I meant client.Its a national i work for, so its not a 3rd party that's why the prices i quoted are so high.


----------



## GTX63 (Apr 12, 2012)

Reason number #138 why making the effort to work with locals is beneficial to Nationals.

We are getting requests for bids on initial yard service over large and scattered areas by realtors serving in those places. Rather than asking us to drive out, many having known us for years and will send over pics of the property from the last few days or so. Write the estimate, valid for 10 days or so and make it one stop shopping. No windshield time, no fuel costs. The nationals are not the only ones who get photos uploaded to them.
We limit those deals to maint and small time bids and brokers we know and trust.


----------



## nurumkin (Sep 28, 2012)

mtmtnman said:


> BATF = Good way to get your invoice adjusted and your check shorted............


We had a company a couple weeks ago want us to replace a foundation and BATF. :laughing:


----------



## Craigslist Hack (Jun 14, 2012)

nurumkin said:


> We had a company a couple weeks ago want us to replace a foundation and BATF. :laughing:


The nationals are getting a little lazy with the work orders. We received one that said remove inflatable snow man for published rate.

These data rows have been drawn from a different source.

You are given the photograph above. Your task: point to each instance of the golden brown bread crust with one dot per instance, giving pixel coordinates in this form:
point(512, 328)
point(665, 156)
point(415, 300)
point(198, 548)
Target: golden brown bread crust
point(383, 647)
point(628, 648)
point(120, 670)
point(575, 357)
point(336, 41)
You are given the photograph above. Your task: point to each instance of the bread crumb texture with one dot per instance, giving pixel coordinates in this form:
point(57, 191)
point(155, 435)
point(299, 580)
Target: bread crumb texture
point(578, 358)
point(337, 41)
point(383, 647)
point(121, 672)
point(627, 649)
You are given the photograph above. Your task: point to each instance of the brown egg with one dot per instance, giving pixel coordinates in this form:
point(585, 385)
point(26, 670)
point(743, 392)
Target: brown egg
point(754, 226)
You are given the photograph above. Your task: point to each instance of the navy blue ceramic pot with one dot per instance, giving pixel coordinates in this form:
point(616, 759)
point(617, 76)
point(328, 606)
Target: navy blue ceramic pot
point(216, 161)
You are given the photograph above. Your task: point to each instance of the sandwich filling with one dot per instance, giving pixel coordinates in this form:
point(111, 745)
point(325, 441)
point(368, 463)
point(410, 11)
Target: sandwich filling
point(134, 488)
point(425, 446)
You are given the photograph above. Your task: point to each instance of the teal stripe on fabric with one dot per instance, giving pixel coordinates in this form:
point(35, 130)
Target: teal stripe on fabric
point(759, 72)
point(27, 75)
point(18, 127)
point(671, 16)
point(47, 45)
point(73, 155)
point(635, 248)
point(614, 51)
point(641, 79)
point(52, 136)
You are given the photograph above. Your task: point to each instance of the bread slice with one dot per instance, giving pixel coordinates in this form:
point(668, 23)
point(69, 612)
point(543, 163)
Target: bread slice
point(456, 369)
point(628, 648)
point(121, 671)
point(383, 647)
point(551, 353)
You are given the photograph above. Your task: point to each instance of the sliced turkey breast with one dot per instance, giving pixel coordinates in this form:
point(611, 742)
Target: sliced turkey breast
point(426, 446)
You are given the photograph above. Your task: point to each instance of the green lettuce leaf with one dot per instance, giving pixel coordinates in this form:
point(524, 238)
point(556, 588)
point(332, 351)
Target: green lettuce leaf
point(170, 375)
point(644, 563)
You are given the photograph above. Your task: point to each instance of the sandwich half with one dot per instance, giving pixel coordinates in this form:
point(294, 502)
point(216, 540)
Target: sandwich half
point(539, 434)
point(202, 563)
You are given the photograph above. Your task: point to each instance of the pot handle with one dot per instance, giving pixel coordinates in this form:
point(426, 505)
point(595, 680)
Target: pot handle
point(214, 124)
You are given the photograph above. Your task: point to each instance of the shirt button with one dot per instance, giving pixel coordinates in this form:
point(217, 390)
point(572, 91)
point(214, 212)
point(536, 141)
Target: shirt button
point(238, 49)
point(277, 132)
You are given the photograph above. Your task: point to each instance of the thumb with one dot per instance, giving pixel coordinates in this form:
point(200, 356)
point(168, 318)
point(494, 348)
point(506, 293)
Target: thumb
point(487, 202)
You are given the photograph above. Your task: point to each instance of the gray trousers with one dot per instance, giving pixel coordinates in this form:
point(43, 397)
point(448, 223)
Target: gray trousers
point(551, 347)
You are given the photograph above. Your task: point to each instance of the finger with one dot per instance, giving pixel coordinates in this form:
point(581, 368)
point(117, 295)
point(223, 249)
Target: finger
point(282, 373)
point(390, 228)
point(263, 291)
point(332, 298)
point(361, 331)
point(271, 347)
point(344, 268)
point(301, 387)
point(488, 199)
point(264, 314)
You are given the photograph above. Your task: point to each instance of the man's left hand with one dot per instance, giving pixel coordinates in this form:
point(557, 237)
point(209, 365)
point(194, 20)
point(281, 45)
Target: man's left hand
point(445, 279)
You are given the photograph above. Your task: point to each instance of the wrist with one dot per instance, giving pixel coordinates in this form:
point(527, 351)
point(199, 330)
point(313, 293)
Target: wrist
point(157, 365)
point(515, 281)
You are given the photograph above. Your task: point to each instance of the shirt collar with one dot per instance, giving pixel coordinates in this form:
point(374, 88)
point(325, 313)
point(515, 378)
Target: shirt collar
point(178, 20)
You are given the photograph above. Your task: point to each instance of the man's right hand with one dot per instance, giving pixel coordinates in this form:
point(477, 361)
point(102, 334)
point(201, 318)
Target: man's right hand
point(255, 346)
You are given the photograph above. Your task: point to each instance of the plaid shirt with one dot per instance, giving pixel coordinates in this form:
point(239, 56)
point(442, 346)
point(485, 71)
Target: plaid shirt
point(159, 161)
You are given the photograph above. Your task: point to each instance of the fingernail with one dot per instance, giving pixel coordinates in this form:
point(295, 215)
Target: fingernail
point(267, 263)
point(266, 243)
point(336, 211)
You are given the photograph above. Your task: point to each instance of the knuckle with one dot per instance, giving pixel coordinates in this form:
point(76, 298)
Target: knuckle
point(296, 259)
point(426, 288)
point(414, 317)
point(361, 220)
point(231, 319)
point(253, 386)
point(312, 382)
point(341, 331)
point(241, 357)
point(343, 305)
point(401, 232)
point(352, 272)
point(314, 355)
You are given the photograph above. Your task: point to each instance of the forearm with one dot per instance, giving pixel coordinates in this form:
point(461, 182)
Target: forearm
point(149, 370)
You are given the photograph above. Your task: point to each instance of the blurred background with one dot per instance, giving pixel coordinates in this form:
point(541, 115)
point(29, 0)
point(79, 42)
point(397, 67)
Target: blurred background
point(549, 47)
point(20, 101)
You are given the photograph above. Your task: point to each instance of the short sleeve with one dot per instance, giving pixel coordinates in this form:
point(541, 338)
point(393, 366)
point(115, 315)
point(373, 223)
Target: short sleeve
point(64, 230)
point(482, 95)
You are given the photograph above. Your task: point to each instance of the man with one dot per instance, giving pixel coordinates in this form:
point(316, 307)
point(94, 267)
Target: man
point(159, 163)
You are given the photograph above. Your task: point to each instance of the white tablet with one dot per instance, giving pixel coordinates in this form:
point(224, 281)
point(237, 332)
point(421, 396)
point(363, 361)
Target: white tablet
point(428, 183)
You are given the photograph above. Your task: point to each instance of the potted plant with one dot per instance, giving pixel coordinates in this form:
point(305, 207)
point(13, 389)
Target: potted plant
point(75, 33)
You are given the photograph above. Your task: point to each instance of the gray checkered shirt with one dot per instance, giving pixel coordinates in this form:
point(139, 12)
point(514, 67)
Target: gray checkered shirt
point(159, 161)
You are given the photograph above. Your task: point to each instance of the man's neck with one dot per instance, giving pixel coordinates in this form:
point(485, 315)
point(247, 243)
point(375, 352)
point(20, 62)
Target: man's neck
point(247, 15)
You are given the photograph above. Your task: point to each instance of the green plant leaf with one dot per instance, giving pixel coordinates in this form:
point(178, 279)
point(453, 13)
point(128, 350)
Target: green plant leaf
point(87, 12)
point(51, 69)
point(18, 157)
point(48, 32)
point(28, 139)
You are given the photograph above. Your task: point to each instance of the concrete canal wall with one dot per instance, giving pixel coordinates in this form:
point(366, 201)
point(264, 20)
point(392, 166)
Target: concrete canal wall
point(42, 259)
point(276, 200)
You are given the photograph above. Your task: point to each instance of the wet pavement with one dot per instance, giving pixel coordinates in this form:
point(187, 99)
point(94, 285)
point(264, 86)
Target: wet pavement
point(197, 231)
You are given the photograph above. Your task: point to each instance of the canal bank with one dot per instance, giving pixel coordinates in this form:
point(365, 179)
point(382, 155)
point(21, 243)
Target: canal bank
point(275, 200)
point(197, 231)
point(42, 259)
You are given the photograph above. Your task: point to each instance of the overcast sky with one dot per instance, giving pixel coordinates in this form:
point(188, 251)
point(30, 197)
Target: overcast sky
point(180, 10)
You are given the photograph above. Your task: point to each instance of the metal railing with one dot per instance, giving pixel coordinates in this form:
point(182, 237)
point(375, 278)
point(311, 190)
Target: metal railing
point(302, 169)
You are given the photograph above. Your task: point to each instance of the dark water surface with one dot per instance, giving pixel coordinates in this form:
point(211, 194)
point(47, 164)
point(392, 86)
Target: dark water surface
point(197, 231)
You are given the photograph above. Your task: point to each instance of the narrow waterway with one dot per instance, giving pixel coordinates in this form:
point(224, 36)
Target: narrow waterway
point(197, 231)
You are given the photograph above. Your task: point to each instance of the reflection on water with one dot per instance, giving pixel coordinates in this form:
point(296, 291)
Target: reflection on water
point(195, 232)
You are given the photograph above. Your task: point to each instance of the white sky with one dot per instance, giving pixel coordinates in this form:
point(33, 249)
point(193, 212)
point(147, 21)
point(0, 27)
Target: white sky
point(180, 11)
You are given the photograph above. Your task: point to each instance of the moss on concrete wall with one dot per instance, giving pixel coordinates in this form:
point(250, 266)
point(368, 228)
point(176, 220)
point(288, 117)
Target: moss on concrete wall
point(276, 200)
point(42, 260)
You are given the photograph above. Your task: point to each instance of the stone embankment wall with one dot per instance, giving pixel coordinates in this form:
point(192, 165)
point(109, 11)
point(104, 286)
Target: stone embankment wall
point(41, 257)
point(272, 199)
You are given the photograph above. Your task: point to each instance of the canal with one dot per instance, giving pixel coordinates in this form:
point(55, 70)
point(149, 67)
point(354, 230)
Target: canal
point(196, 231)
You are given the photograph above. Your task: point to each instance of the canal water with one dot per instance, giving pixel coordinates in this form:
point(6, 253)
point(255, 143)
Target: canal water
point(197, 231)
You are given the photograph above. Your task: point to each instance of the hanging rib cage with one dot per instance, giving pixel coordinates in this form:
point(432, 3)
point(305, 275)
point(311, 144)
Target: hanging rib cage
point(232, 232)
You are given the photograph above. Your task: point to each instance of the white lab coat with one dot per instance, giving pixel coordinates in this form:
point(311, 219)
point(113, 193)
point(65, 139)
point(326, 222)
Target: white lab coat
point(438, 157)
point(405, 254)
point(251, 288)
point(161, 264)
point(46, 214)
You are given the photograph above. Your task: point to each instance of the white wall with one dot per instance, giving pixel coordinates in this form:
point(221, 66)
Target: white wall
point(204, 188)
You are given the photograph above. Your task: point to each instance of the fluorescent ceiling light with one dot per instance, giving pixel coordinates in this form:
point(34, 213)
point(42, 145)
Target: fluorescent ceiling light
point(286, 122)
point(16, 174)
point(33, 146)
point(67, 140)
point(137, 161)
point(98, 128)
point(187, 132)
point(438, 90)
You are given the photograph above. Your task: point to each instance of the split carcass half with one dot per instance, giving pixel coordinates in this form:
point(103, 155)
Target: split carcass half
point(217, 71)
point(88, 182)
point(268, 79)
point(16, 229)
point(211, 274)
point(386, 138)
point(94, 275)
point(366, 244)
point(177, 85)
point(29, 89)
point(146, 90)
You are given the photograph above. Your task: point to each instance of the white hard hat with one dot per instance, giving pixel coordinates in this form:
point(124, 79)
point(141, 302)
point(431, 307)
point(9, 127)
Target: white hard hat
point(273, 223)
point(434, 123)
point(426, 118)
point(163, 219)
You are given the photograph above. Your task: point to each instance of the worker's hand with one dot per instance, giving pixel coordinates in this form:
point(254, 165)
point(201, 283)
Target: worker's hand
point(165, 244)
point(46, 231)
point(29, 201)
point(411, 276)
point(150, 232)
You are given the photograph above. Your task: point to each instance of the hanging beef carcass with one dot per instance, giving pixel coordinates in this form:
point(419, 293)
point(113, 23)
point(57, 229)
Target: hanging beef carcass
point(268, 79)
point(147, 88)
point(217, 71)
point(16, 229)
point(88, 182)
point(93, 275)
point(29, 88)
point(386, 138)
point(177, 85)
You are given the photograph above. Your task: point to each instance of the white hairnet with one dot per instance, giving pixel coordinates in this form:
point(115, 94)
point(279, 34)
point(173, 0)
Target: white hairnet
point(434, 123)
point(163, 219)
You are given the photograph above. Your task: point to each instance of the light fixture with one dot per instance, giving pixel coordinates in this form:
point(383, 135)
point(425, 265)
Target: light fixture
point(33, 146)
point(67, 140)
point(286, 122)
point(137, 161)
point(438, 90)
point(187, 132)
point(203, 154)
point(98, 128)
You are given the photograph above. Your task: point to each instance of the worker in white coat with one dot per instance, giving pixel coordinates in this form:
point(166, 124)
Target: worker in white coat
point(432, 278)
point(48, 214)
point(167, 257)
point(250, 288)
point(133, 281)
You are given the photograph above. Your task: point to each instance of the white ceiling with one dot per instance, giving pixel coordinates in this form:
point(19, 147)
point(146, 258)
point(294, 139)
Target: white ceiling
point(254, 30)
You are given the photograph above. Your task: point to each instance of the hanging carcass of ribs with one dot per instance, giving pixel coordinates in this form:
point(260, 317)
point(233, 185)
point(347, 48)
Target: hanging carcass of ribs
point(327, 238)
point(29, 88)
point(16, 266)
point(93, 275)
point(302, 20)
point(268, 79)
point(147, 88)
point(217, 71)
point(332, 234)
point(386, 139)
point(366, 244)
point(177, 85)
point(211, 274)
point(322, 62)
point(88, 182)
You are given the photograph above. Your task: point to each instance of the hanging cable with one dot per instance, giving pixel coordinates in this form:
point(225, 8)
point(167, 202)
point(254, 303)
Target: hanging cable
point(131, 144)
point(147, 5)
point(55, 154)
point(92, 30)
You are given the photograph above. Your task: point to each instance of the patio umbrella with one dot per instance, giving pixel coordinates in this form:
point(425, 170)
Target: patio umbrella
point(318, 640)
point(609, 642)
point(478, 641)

I looked there is no allowable for giant inflatable snow men.


----------



## GTX63 (Apr 12, 2012)

By the cyd. Pay based on the size of the snowman deflated and compressed. Minus discount.


----------



## Cleanupman (Nov 23, 2012)

We just dumped AIM for this....


----------



## A Estates (Feb 28, 2014)

So all WF work is BATF? man that seems risky. I assume this will become the trend for all, eventually everyone will be saying do the work first and trust me you will get paid later, F.U. to that, I am really thinking of putting together the business plan and going for local work only screw the nationals, banks and regionals they are all vampires


----------